Skills and movement foundations
Students start the year refining how they move in different activities, from team sports to dance and fitness routines. Parents may notice better coordination, balance, and confidence trying new physical challenges.
This is the year P.E. shifts from learning sports to building a personal fitness plan students can stick with after school ends. Students pick activities they enjoy, track their own progress, and learn how diet, rest, and exercise work together. They also practice the mental side: setting goals, handling pressure, working with teammates. By spring, students can design and follow a workout plan that matches their own fitness goals.
Students start the year refining how they move in different activities, from team sports to dance and fitness routines. Parents may notice better coordination, balance, and confidence trying new physical challenges.
Students learn the why behind how athletes and dancers make choices. They practice reading a game, adjusting position, and using strategy to perform better in activities they already know.
Students check their own fitness levels and set goals for strength, endurance, and flexibility. Parents may hear about workout plans, heart rate, or tracking progress over several weeks.
Students study how the body responds to exercise and how to train safely. They learn the ideas behind a good workout so they can stay active long after high school.
Students focus on the mental and social side of being active, including handling pressure, working with teammates, and respecting others. Parents may notice stronger leadership and sportsmanship.
| Standard | Definition | Code |
|---|---|---|
| Moving well across many physical activities High School Level 2 | Students practice the body control, coordination, and timing needed to take part in a wide range of physical activities, from team sports to individual pursuits like swimming or weightlifting. | CA-PE.1.hs-level-2 |
| Movement strategies for athletic performance High School Level 2 | Students explain why a play works, how to fix a technique, or when to change strategy mid-game. They connect what they know about body mechanics and positioning to real decisions made during physical activity. | CA-PE.2.hs-level-2 |
| Tracking and improving your own fitness High School Level 2 | Students track their own fitness over time, using results from tests like timed runs or pushup counts to set goals and adjust their workouts. The focus is on steady improvement, not a single score. | CA-PE.3.hs-level-2 |
| Fitness concepts that improve health and performance High School Level 2 | Students explain how training principles like frequency, intensity, and rest affect fitness and performance.

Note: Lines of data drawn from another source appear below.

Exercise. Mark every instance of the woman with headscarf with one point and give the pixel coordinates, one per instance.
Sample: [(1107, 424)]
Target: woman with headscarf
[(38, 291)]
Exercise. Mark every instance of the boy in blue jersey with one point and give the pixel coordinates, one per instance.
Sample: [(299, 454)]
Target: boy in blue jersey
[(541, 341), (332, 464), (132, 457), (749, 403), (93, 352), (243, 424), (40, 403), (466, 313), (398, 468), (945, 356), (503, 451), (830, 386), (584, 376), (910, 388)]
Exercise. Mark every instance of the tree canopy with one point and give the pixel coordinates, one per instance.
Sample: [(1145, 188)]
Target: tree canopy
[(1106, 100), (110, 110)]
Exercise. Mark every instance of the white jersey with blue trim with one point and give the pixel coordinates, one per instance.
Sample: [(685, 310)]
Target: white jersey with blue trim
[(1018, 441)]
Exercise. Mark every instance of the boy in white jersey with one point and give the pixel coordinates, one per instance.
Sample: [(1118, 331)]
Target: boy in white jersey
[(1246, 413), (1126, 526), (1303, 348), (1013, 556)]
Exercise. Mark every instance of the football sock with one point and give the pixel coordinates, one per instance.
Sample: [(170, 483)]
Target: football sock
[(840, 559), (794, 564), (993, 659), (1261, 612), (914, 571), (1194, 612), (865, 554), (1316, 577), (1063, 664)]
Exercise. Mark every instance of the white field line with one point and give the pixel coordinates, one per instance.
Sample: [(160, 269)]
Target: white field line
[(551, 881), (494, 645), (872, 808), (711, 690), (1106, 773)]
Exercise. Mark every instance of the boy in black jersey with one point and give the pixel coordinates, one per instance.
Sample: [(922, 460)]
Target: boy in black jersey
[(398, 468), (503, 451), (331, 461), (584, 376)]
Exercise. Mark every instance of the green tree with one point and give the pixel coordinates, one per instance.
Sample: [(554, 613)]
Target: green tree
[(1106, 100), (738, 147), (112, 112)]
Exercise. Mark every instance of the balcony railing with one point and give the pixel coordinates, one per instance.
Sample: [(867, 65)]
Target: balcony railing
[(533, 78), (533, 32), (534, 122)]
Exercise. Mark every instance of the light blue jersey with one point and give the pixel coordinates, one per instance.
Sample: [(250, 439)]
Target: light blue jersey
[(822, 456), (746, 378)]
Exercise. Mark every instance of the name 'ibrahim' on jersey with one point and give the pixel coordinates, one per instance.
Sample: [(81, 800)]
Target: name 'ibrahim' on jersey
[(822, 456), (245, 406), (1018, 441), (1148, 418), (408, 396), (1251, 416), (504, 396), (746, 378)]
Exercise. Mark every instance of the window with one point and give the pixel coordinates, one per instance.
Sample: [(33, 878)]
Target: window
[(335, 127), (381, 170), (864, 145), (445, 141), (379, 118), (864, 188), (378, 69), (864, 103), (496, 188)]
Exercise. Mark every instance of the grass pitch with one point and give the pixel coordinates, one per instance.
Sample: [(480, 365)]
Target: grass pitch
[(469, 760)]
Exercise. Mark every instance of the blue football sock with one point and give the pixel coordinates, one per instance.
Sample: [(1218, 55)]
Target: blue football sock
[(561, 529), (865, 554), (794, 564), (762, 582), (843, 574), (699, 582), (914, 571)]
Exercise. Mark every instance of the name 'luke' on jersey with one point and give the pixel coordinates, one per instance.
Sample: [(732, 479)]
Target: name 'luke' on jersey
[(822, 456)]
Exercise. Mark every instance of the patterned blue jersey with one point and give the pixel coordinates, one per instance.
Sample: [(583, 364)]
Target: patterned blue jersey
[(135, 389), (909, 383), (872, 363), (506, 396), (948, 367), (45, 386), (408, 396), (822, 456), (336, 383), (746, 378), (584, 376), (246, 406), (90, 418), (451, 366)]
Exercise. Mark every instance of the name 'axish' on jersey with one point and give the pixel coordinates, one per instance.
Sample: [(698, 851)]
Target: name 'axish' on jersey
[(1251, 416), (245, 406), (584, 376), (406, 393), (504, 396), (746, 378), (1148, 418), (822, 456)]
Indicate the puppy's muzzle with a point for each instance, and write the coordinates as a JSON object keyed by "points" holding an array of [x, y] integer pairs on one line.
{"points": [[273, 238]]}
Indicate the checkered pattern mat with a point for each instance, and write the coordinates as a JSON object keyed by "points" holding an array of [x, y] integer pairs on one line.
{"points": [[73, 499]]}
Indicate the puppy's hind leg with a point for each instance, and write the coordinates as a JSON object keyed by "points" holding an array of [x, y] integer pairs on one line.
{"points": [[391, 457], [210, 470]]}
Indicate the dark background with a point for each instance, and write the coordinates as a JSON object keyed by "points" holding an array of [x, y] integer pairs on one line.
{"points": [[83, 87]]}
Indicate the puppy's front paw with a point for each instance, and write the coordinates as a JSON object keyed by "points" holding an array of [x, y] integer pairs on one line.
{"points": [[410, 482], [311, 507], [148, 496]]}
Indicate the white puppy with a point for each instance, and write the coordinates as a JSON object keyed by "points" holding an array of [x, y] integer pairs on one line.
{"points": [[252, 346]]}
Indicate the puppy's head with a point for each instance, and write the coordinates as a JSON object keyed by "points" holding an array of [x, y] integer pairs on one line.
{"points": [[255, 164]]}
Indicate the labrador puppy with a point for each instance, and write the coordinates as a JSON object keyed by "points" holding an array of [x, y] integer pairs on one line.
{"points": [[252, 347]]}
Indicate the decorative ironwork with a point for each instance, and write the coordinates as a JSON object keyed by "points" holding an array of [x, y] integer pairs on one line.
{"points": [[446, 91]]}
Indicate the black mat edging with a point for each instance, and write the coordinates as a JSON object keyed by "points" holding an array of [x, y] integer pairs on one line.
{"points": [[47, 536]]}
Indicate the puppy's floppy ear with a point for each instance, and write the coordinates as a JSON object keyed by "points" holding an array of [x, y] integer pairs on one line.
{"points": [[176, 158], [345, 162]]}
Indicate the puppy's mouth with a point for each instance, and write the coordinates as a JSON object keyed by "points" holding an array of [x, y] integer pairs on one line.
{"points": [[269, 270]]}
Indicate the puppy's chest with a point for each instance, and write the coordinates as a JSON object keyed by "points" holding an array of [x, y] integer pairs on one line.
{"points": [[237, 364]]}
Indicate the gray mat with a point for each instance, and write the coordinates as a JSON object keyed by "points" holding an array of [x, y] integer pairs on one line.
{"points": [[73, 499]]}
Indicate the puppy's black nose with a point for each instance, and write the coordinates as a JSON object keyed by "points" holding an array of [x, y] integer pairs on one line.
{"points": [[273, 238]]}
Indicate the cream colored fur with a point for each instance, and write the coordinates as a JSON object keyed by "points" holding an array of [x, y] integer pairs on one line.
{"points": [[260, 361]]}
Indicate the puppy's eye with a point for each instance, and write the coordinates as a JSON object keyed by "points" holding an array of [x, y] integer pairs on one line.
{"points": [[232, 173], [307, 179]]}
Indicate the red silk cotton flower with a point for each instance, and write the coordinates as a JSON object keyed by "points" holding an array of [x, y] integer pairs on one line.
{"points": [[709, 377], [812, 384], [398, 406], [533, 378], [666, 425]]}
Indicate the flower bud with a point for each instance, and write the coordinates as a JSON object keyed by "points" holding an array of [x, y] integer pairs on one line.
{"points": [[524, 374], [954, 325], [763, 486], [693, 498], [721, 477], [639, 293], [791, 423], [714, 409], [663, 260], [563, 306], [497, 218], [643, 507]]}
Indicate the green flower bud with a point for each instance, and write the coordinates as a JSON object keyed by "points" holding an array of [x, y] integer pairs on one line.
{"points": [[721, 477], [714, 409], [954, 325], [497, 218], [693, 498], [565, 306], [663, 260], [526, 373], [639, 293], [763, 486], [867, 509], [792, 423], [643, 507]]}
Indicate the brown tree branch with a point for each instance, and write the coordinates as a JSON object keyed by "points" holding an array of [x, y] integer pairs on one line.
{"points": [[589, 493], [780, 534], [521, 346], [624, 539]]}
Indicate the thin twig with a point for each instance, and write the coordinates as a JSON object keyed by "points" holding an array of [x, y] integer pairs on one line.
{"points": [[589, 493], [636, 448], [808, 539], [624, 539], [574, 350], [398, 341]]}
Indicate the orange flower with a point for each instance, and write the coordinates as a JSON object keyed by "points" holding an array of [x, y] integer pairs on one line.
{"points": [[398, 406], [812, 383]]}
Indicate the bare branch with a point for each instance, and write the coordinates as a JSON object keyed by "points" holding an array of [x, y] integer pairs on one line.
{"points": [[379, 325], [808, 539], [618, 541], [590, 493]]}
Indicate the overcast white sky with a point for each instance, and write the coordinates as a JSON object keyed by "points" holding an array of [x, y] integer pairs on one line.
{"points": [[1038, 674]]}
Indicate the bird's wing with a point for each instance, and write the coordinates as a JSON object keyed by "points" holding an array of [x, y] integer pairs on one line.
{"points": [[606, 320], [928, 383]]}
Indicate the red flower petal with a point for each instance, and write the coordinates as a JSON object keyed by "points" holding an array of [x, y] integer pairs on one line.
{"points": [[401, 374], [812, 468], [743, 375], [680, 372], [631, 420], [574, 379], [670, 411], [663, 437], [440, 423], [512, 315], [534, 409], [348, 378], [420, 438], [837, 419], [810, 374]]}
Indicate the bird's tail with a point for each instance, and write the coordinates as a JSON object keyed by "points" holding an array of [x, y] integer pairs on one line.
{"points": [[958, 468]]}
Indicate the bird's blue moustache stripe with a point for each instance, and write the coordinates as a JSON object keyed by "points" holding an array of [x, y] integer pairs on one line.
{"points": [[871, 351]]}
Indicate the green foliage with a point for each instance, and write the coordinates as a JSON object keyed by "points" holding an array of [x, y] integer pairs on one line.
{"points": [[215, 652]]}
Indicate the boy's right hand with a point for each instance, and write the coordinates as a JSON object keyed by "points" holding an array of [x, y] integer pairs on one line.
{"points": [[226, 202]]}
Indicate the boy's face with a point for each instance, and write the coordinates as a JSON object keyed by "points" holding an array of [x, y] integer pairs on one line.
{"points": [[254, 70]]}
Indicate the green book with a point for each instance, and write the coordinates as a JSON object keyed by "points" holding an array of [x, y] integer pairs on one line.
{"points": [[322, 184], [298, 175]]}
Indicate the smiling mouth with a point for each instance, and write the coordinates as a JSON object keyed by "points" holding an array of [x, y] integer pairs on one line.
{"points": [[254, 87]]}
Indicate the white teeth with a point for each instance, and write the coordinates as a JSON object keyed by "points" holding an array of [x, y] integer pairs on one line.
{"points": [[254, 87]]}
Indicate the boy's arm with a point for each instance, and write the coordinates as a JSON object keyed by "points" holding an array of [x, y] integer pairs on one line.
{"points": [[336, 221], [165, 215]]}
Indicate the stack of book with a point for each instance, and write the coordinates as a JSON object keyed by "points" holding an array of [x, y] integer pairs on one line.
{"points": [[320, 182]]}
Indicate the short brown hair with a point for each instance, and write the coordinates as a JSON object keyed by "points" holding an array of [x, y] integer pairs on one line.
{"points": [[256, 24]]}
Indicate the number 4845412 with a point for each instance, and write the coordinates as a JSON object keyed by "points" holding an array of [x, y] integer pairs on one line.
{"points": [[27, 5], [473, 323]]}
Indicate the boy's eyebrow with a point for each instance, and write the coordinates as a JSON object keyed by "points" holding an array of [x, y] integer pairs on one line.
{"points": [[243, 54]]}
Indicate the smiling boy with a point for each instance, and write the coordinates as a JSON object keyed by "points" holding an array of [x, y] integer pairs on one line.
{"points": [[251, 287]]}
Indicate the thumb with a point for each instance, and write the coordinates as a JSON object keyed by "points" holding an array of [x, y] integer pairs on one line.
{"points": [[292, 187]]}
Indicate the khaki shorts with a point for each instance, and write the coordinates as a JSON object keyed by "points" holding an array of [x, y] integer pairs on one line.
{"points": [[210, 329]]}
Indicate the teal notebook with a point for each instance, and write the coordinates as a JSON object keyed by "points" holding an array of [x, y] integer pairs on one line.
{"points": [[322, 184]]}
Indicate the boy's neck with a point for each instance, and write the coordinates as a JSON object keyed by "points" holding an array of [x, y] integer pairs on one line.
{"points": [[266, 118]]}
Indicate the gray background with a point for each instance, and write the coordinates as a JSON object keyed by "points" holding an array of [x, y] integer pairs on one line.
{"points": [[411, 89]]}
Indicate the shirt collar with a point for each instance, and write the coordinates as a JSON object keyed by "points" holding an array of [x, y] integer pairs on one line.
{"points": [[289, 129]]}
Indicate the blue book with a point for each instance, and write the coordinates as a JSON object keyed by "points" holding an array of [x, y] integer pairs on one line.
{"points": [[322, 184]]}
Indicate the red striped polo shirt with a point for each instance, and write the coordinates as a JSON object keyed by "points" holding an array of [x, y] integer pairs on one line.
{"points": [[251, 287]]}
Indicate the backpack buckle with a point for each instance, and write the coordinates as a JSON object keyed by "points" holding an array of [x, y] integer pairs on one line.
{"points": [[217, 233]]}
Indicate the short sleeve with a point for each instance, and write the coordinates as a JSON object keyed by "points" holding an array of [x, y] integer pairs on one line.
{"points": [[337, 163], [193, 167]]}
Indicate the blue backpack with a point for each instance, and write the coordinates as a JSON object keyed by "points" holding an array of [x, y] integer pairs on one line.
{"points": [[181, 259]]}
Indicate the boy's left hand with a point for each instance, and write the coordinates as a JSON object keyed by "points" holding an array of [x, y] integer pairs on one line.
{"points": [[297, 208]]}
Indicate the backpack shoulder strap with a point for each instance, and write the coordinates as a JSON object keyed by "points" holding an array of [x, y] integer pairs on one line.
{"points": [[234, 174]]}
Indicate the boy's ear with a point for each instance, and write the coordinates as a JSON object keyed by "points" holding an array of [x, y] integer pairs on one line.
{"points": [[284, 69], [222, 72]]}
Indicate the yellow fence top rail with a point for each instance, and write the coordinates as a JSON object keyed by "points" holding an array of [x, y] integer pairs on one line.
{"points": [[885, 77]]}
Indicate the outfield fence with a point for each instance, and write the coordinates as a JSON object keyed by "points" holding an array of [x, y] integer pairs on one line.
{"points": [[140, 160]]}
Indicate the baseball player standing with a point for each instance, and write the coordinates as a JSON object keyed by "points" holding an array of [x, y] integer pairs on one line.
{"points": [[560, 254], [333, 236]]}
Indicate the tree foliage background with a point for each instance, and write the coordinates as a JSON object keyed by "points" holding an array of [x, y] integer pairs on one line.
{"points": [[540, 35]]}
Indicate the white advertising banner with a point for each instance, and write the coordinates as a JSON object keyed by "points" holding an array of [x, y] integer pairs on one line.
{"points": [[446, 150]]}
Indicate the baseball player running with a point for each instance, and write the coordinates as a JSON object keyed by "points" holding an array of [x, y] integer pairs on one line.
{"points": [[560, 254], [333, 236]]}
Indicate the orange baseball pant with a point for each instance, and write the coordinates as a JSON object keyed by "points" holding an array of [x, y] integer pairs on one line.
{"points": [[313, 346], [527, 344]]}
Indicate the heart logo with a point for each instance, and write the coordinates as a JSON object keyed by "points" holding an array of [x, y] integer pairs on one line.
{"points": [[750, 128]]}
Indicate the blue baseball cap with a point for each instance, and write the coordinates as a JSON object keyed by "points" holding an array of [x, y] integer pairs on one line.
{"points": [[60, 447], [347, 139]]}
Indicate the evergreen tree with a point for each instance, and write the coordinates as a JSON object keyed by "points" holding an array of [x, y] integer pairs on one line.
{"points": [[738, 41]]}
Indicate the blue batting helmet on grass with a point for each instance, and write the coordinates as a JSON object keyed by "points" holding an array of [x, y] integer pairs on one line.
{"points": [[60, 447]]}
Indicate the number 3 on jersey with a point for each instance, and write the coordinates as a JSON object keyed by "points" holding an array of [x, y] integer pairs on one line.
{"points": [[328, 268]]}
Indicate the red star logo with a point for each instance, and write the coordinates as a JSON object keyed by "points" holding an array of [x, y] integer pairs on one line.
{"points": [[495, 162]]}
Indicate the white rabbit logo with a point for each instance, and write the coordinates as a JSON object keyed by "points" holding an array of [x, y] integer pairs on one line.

They use that knowledge to make real choices about how they exercise and recover. | CA-PE.4.hs-level-2 |
| Mindset and teamwork in sport High School Level 2 | Students apply what they know about motivation, teamwork, and stress to get better at physical activities and sports. Understanding these mental and social factors helps them learn new skills and perform more confidently. | CA-PE.5.hs-level-2 |
Students build on basic sports and fitness skills from earlier years and start making their own training choices. They learn how to design a workout plan, track their fitness, and use strategy in team and individual activities. The focus shifts from just playing to understanding why a sport or workout works.
Build movement into the week the same way meals get planned. A walk after dinner, a weekend bike ride, or shooting hoops in the driveway all count. The goal is steady activity most days, not a perfect workout.
Start with a fitness baseline so students have data to plan against. Layer in skill units and games next, then move into student-designed training plans once they understand the basics of heart rate, strength, and recovery. End the year with self-assessment against their fall numbers.
Ask what activities they actually enjoy, then help them find a version outside of school. A dance class, a hiking group, climbing, or pickup soccer all build the same fitness habits. PE is easier to take seriously when movement feels like a real part of life.
Pacing during cardio work and proper form during strength activities tend to slip. Many students also struggle to read a game situation and adjust their position or strategy in real time. Short, focused feedback during play usually lands better than a long debrief after.
Grades usually reward effort, growth, and knowledge, not raw scores on a fitness test. A student who improves their mile time or learns to design a solid workout can earn strong marks even if they are not the fastest in class. Ask the teacher how their rubric weights effort versus performance.
By the end of the year, students should be able to design a basic fitness plan, explain why it works, and adjust it based on their own data. They should also show good judgment and teamwork in group activities. If those habits hold up without prompting, they are ready.